An important policy implication of our results concerns the underlying assumptions and robustness of the methodology used in the stress testing exercise by the BoE as this may affect the overall quality and effectiveness of the assessment. While our evidence clearly shows significant results for the banks failing the stress tests for nearly all the periods, the effectiveness of the stress tests may weaken in the future as shown by the current case for the US stress testing framework.

Our main findings also highlight two policy recommendations for supervisory authorities. First, the effectiveness of the stress test framework depends crucially on the design of the methodology, as this can have important implications on bank lending behaviour. In fact, our results show that the two stress testing timelines from the BoE and EBA produce different effects. These results are possibly linked to the differences in the methodology of the stress tests employed by both supervisors. Differences in the assumption of balance sheet or time horizon of the shock, for example, could have important consequences on banks. We, therefore, provide clear evidence that the structure of the stress test is a key factor affecting bank lending.

The second policy implication concerns the decision to fail a stress-tested bank or not. In line with Shapiro and Zeng [44], the choice made by regulators to either fail or pass the banks in question may cause unintended knock-on effects such as reduced bank lending. Do regulators prefer to fail banks and reduce lending, or pass vulnerable banks and allow them to lend while simultaneously hampering financial stability?.

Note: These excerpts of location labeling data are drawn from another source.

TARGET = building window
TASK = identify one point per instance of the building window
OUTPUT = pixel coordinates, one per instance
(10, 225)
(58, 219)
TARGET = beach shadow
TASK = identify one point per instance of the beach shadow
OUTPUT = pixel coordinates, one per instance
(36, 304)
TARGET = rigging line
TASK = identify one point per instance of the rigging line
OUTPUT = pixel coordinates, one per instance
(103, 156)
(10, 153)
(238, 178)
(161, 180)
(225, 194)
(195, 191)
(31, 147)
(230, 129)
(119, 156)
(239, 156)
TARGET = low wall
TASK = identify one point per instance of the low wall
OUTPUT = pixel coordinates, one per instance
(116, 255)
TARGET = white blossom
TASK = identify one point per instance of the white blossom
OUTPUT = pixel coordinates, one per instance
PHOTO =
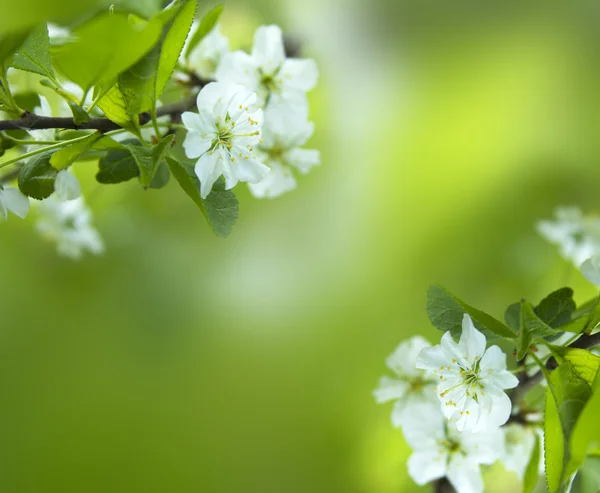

Overall, our results may help the relevant supervisory bodies to develop more focused and articulated stress testing surveillances practices specifically formulated with a view towards an application to large, internationally active banks in their respective jurisdictions.

We attempt to fill the gap in the literature by focusing on the UK banking system and show that banks that fail the stress tests will reduce lending. However, the purpose of the supervisory stress testing exercises is to assess a banks’ capital adequacy to an adverse shock and whether the bank remains above the regulatory capital threshold. We can conclude that the BoE supervisory stress tests meet their goal of enhancing financial stability, as the banks that fail will reduce lending to mitigate credit risk.

Nevertheless, there are several limitations in our analysis. A major limitation is that we cannot isolate the effects of failing the stress tests for the EBA specification. As no UK banks fail the stress tests administered by the EBA during our sample, we cannot control for the effect failure as in the case of the BoE specification. Therefore, we have been unable to discriminate between banks that fail and those that pass the stress tests. Consequently, future research could build on the insights of this paper to examine the effects of stress testing on bank lending also for the EU jurisdictions. As the EBA fails other EU banks as a part of their framework, it would be interesting to study the effects of failing the stress test and how this affects bank lending for the EU banking sector. Although the analysis of our paper is suggestive that stress testing is important, much more work is needed to understand the implications of stress testing on bank lending more fully. In particular, it would be worth investigating the banks’ exposure to stress testing adverse scenarios and its impact on bank lending. We hope to pursue these lines of research in future work.